Alison Johnstone MSP: commuting by bike to the Scottish Parliament
As Presiding Officer of the Scottish Parliament, I am proud to lead an organisation that celebrates cycling and strives to be an environmental exemplar at the same time.
As an institution and an employer, this means doing all we can to make cycling an affordable, practical and positive daily choice – and it’s one that many people are already choosing here at Holyrood.
Here are some of the things we do to encourage pedal power and the use of two wheels for getting to and from work each day.
We want everyone who works here to feel positive and happy about cycling to work - it’s good for our health, our finances and the planet
Rt Hon Alison Johnstone MSP - Presiding Officer of the Scottish Parliament
We know that in the long term, cycling to work can help our pockets as well as the planet - there are few, if any, recurring costs.
Of course, for someone without a bike, or a bike that will stand up to the rigours of a daily commute, the up-front cost of new wheels can still be a major outlay.
That’s why we are part of the UK Government’s Cycle to Work scheme, which allows staff to pay for a new bicycle or cycling equipment tax free by taking the repayments for the bike before tax is deducted from salary.
We also offer interest free travel loans, that can be used for public transport season tickets, or to buy bikes and cycling equipment from a wider range of outlets.
We know that a major barrier to more wide-spread bike use for commuting is often a lack of safe cycle routes, facilities or know-how.
At the Scottish Parliament, everyone who works here is able to access a secure, covered bike parking area, that also has a DIY maintenance station where bikes can be fine-tuned or a deflated tyre pumped back up.
This means bikes should be safe and dry at the end of a working day, and able to be made roadworthy for the trip home if anything has gone wrong.
The Parliament has changing and shower facilities, including hair dryers and drying rooms for wet weather gear, facilities that can prove very useful.
And we also run three or four ‘Dr Bike’ sessions a year where a cycle engineer runs an ‘MOT’ on bikes to keep them in good condition, or supports those keen to cycle to work, but whose bikes have perhaps been a bit neglected for some time in the back of a shed.
It’s a great way to tempt new people to cycle to work.
Dr Bike usually comes bearing goodies and cycling paraphernalia such as bike bells, fluorescent strips and tyre mending kits to encourage safety and support those making the positive choice to cycle to work.
Lastly, we also run regular route planning sessions with Sustrans to support people to find a way into the Parliament which they are comfortable with that makes the most use of cycle networks.
We want everyone who works here to feel positive and happy about cycling to work - it’s good for our health, our finances and the planet.
To help achieve this, we run ‘Essential Cycle Skills’ training with Sustrans, including sessions aimed just at women, to help boost the numbers of women cycling.

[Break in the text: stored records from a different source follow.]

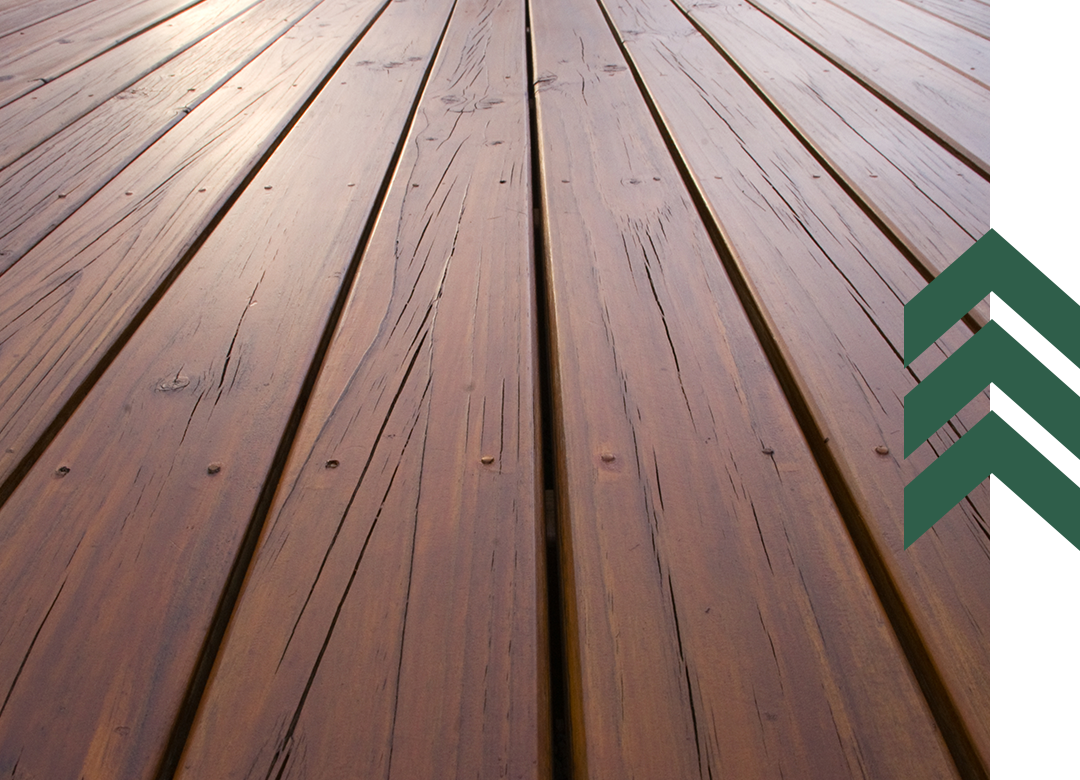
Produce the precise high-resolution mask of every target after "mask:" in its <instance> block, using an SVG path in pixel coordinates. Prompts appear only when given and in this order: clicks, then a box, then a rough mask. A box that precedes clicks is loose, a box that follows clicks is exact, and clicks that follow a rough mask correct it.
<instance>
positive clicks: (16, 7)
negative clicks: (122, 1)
mask: <svg viewBox="0 0 1080 780" xmlns="http://www.w3.org/2000/svg"><path fill="white" fill-rule="evenodd" d="M93 1H94V0H8V1H6V2H0V38H2V37H3V36H8V35H11V33H12V32H18V31H19V30H21V29H24V28H25V27H29V26H30V25H35V24H37V23H38V22H43V21H44V19H48V18H50V17H52V16H56V15H57V14H62V13H64V12H65V11H70V10H71V9H73V8H78V6H79V5H85V4H86V3H87V2H93ZM2 45H3V41H2V40H0V46H2Z"/></svg>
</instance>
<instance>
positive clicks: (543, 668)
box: [179, 0, 551, 779]
mask: <svg viewBox="0 0 1080 780" xmlns="http://www.w3.org/2000/svg"><path fill="white" fill-rule="evenodd" d="M524 15H525V14H524V4H523V3H521V2H516V1H515V0H459V1H458V3H457V6H456V9H455V11H454V14H453V16H451V18H450V24H449V27H448V29H447V32H446V38H445V41H444V42H443V44H442V48H441V53H440V56H438V59H437V60H436V64H435V68H434V71H433V73H432V77H431V80H430V81H429V83H428V85H427V89H426V91H424V94H423V95H422V97H421V100H420V104H419V108H418V113H417V118H416V121H415V123H414V126H413V127H411V130H410V131H409V134H408V144H407V146H406V148H405V152H404V157H403V160H402V162H401V164H400V166H399V169H397V172H396V174H395V177H394V180H393V184H392V186H391V189H390V191H389V194H388V197H387V200H386V204H384V206H383V209H382V213H381V215H380V217H379V221H378V224H377V227H376V229H375V232H374V234H373V237H372V239H370V242H369V244H368V246H367V248H366V252H365V253H364V255H363V258H362V261H361V267H360V273H359V278H357V280H356V283H355V285H354V290H353V292H352V295H351V297H350V300H349V304H348V307H347V309H346V311H345V313H343V315H342V320H341V322H340V324H339V326H338V330H337V333H336V335H335V338H334V341H333V342H332V345H330V349H329V352H328V354H327V358H326V362H325V364H324V367H323V371H322V373H321V374H320V377H319V381H318V384H316V386H315V390H314V393H313V396H312V400H311V403H310V404H309V406H308V411H307V413H306V417H305V421H303V425H302V426H301V430H300V432H299V434H298V436H297V441H296V444H295V446H294V448H293V452H292V455H291V459H289V463H288V466H287V468H286V471H285V475H284V478H283V480H282V484H281V487H280V488H279V492H278V496H276V498H275V501H274V505H273V507H272V509H271V511H270V514H269V517H268V521H267V528H268V530H267V533H266V535H265V538H264V539H262V541H261V544H260V552H259V554H258V556H257V557H256V560H255V561H254V562H253V568H252V573H251V575H249V576H248V579H247V581H246V583H245V587H244V592H243V594H242V596H241V600H240V603H239V605H238V610H237V615H235V617H234V619H233V621H232V623H231V624H230V628H229V633H228V635H227V637H226V642H225V645H224V647H222V654H221V657H220V660H219V662H218V664H217V667H216V668H215V670H214V674H213V677H212V682H211V685H210V686H208V688H207V691H206V696H205V699H204V701H203V704H202V708H201V710H200V713H199V716H198V720H197V722H195V725H194V729H193V731H192V738H191V741H190V743H189V747H188V750H187V752H186V753H185V756H184V759H183V762H181V772H180V775H179V777H181V778H191V779H195V778H205V777H212V776H213V777H218V778H242V777H264V776H266V777H278V776H279V772H281V771H282V770H283V769H285V770H286V775H287V776H288V777H295V778H301V777H302V778H330V777H343V776H345V775H343V774H342V772H343V768H345V767H348V771H347V772H345V774H347V775H348V776H350V777H365V778H374V777H388V778H434V777H447V778H449V777H460V778H499V777H511V778H542V777H546V776H549V772H550V767H548V766H546V763H548V762H549V759H550V751H551V748H550V744H549V743H548V738H546V736H545V735H546V729H548V726H549V724H550V714H549V713H548V711H546V708H545V700H546V699H545V692H544V691H545V688H546V684H548V683H546V665H545V663H543V659H544V657H545V653H546V641H548V640H546V627H545V623H544V624H543V627H541V622H540V621H541V620H542V619H545V615H544V611H543V606H542V605H543V601H544V599H545V591H544V587H543V584H542V583H543V577H544V574H543V567H542V560H543V559H542V555H541V550H542V548H541V544H542V538H543V537H542V520H541V514H540V508H541V502H540V485H541V483H540V479H539V478H540V474H539V463H538V456H539V445H538V439H537V436H538V431H537V421H536V417H537V392H538V385H537V365H536V361H537V353H536V323H535V318H534V310H535V292H534V290H532V283H531V279H532V257H531V254H532V253H531V244H532V234H531V210H530V200H531V193H530V174H529V151H528V132H529V131H528V115H527V102H526V97H527V94H528V93H527V89H526V64H525V18H524ZM253 690H258V691H259V695H258V696H255V697H253V696H252V695H251V694H252V691H253Z"/></svg>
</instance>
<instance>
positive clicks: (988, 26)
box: [904, 0, 990, 40]
mask: <svg viewBox="0 0 1080 780" xmlns="http://www.w3.org/2000/svg"><path fill="white" fill-rule="evenodd" d="M904 2H906V3H910V4H912V5H914V6H915V8H918V9H922V10H923V11H927V12H929V13H932V14H934V15H935V16H939V17H941V18H943V19H945V21H947V22H951V23H953V24H955V25H957V26H958V27H962V28H963V29H966V30H971V31H972V32H974V33H975V35H978V36H982V37H983V38H986V39H987V40H989V38H990V4H989V3H988V2H985V3H984V2H980V0H904Z"/></svg>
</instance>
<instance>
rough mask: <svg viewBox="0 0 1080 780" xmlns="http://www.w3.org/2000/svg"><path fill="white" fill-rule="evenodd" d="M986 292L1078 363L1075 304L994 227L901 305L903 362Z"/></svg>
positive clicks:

For those who have never cycled to work before, we help match them up with ‘bike buddies’ – experienced cyclists who can share knowledge of cycle routes, and even cycle in with them until they get their confidence up.
Encouraging more cycling
Just under 10% of those who come into the Parliament currently do so by bike – that's more than the national average, and around 100 people on a busy day when Parliament is sitting - and over 20% of our staff say they would consider cycling.
We are working hard to increase both those figures and to encourage more to make the switch to two wheels as part of their commute.
We are proud of our efforts to date. They have seen us achieve the Cycle Friendly Employer Award, but we know we must continue to do more.
This year’s Bike Week is a timely reminder for employers everywhere to play their part and help get more people cycling to work.